Quarto

Professional Writing in Political Science

Before I even start this section, please read Professional Writing in Political Science: A Highly opinionated Essay by James A. Stimson. The article is opinionated, but there is plenty of excellent advice in it on how to approach writing a research project. And that is, after all, what we learn quantitative methods for.

Introduction to Quarto

Stimson rejects Word and other similarly inclined word processing programs, as they are unable to achieve the standard required in professional academic writing. In the context of tables, for example, Stimson writes

You are a professional author. Learn to use the tools of authorship or choose a profession for which you are better suited.

I agree. And I wish more people, students and faculty members alike, would take note of this. The good news for you is that R, amongst the many other millions of things that this program enables us to do, provides an interface to write with Quarto.

Writing a quantitative research project in Quarto has some very notable benefits, such as great formatting, the seamless integration of graphs and results tables, and a semi-automatic list of references.

But what is Quarto? Quarto is “an open-source scientific and technical publishing system”¹. When we use it in R, the document will have essentially three parts:

YAML
Text
Code Chunks

I will go through these in turn now. To follow along, I recommend you download the Assessment Template I wrote for my Determinants of Democracy module, PO33Q. Once you open it, delete the hashtag in the first line, so that Line 1 only contains three dashes ---. Otherwise, don’t do anything with it, yet. But whilst you are reading what I am discussing here, try to match it to what you see in the qmd file. If you want to jump ahead and render it into a pdf, please follow the instructions in the template section.

Once you open the essay template in R Studio, you will obtain a few more options in the task bar at the top which will allow you to turn this raw file into a pdf. More on this below, under “Rendering”.

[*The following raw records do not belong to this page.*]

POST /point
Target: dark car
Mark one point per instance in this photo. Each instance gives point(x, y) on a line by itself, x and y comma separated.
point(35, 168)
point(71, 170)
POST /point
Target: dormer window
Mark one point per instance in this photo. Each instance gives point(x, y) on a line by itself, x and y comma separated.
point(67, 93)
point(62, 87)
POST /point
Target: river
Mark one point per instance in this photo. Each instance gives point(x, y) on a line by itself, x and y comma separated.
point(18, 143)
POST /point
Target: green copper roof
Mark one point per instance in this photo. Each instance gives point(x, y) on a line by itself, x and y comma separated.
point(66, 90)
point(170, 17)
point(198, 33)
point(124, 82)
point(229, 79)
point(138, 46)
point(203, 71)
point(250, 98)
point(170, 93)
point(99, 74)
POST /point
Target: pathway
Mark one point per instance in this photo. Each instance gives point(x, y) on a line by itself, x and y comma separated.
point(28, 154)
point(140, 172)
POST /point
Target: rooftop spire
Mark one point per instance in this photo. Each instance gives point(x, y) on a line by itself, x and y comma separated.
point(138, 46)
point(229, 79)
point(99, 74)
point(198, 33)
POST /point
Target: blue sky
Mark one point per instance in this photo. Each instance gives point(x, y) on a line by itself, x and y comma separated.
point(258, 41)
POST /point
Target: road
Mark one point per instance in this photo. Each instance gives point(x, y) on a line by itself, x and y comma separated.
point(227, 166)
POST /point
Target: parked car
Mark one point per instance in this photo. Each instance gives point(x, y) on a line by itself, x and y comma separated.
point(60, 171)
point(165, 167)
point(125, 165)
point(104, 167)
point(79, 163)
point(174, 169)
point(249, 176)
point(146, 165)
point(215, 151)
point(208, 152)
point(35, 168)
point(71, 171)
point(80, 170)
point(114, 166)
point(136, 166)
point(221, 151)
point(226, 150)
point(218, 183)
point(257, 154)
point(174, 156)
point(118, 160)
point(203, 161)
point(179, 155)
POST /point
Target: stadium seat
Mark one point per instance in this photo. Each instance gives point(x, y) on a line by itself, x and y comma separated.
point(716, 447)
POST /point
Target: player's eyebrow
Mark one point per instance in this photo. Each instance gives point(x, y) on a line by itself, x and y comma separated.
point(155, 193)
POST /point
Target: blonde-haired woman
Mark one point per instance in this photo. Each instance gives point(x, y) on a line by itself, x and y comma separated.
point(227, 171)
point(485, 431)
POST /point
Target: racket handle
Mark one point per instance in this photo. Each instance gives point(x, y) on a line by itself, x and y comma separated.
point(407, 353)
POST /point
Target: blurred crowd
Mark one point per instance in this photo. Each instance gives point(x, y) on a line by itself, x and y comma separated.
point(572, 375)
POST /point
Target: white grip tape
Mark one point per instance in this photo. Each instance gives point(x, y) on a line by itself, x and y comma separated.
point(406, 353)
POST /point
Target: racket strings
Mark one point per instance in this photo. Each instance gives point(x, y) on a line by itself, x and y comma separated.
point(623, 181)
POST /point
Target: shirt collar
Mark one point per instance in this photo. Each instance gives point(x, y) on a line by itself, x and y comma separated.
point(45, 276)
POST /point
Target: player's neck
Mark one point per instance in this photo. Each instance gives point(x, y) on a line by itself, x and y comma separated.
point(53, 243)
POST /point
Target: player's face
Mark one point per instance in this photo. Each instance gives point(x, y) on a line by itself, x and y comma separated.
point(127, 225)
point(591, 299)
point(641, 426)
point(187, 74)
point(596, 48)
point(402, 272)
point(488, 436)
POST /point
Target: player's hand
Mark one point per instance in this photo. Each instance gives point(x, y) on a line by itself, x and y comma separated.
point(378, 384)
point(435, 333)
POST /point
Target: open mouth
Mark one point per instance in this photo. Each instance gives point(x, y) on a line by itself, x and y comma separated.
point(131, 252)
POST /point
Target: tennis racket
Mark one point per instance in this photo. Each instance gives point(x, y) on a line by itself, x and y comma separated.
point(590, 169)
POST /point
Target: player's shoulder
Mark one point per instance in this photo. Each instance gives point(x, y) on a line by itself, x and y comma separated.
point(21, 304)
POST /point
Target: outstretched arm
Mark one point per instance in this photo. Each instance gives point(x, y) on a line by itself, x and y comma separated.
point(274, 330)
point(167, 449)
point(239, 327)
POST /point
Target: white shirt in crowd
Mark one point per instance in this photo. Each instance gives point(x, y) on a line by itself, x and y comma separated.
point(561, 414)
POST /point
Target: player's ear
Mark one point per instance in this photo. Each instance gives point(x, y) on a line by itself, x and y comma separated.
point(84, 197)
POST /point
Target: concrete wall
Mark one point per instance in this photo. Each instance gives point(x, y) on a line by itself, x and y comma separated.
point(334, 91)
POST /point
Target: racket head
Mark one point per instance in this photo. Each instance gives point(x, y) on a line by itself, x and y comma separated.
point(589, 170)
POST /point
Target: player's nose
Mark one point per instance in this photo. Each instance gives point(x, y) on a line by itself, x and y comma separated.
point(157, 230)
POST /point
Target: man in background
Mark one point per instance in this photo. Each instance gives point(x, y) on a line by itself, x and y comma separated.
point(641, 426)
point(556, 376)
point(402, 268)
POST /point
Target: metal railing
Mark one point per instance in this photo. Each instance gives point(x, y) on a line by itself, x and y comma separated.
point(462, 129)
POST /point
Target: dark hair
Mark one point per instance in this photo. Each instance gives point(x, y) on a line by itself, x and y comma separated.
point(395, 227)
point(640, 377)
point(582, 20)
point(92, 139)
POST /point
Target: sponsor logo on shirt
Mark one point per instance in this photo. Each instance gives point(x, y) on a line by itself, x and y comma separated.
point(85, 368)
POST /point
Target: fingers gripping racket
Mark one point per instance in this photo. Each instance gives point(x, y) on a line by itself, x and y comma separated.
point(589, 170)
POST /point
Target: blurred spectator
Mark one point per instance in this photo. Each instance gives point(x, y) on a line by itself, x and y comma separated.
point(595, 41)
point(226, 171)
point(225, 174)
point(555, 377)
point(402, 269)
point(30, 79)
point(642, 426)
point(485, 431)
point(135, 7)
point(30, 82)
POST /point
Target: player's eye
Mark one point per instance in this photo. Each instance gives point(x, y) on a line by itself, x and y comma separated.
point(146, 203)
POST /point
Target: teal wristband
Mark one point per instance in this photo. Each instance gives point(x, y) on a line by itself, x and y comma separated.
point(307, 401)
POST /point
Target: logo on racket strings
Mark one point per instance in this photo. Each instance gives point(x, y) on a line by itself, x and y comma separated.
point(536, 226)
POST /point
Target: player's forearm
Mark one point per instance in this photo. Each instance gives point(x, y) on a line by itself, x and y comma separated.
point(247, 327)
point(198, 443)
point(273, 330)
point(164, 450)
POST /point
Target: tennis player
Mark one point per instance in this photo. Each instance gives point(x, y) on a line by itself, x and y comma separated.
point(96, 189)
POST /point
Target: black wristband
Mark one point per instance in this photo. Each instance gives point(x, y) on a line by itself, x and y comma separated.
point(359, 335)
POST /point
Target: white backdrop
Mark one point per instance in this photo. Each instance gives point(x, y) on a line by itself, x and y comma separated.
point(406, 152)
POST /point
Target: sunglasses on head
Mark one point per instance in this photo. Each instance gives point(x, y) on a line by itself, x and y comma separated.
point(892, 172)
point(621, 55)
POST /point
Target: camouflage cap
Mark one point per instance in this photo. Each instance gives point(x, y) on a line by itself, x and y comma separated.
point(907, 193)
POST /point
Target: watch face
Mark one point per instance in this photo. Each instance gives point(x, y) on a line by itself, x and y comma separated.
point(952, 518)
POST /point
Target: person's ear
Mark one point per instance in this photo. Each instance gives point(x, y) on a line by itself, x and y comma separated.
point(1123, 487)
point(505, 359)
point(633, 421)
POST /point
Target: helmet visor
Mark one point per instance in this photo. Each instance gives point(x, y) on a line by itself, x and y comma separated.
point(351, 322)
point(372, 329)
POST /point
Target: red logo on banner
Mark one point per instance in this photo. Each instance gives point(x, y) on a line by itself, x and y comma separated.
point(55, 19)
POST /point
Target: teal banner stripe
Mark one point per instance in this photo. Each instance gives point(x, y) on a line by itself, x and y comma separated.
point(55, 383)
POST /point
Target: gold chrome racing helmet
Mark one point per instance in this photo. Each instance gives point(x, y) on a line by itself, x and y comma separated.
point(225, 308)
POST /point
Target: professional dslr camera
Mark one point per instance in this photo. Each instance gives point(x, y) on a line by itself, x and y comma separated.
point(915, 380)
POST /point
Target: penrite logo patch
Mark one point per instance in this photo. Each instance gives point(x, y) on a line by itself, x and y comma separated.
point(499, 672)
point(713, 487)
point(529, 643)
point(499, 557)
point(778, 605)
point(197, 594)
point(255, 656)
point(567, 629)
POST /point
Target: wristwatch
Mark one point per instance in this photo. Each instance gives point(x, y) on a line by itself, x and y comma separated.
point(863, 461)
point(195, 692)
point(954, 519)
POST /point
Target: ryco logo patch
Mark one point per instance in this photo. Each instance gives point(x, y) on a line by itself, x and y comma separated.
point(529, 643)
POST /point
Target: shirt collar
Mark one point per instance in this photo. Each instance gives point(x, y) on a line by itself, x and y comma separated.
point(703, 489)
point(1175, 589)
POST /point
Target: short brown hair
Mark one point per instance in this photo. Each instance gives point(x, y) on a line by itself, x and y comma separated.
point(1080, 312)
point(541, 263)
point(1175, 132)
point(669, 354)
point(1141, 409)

It is possible that R will ask you to install the quarto package. Please do so, and also allow the installation of any dependencies if prompted.

YAML

YAML is an acronym for “Yet Another Markup Language”. This section of the document usually contains the settings for the entire document, such as the title, information about the bibliography (see below), and additional packages we might need to load. The YAML is gated by three horizontal dashes at the top and at the bottom. In the template, there is some more formatting going on outside of the YAML and finishes at line 136.

Text

Then, in line 139, follows the text which you can basically type as you always would. In order to use the familiar text formatting icons that turn text into headings, or into bold, change the font size, etc. you can switch the Quarto editor to “Visual” at the top. In the template, this is set to “Source” where Quarto would expect code to achieve all of these formatting operations.

Once you activate it, this task bar will appear at the top of the qmd file:

When you structure your document, it is essential that you format headings as such in the document and don’t just make the font larger. Otherwise, the automated table of contents will not work.

Warwick logo

The visual editing bar will also allow you to include external pictures (external in the sense that you are not creating them in R whilst creating the document). For this purpose, click on the image icon in the visual editing bar, and a new window will pop up. Under the tab “Image” you can select the image from a file in your computer. Be sure to add a caption in this tab, as well. This will be printed underneath the image in your pdf. Then click the tab “Attributes”, and in the box “ID” enter a unique identifier for the image you are inserting. I usually use “fig” for figure, a colon, and then the name of the figure:

Once you have done that, click OK, and the image will appear where you have placed it. Because you created a caption and a label, you can now refer to this picture in the text, using the \ref{} function. When you write

As we can see in Figure \ref{fig:distribution} ...,

R will insert a cross reference which will get updated automatically when you render the document. This has the advantage that you will never have to say “the figure below” or the “figure above”. This is both imprecise and dangerous, as the position of the figure might change as you write your assessment.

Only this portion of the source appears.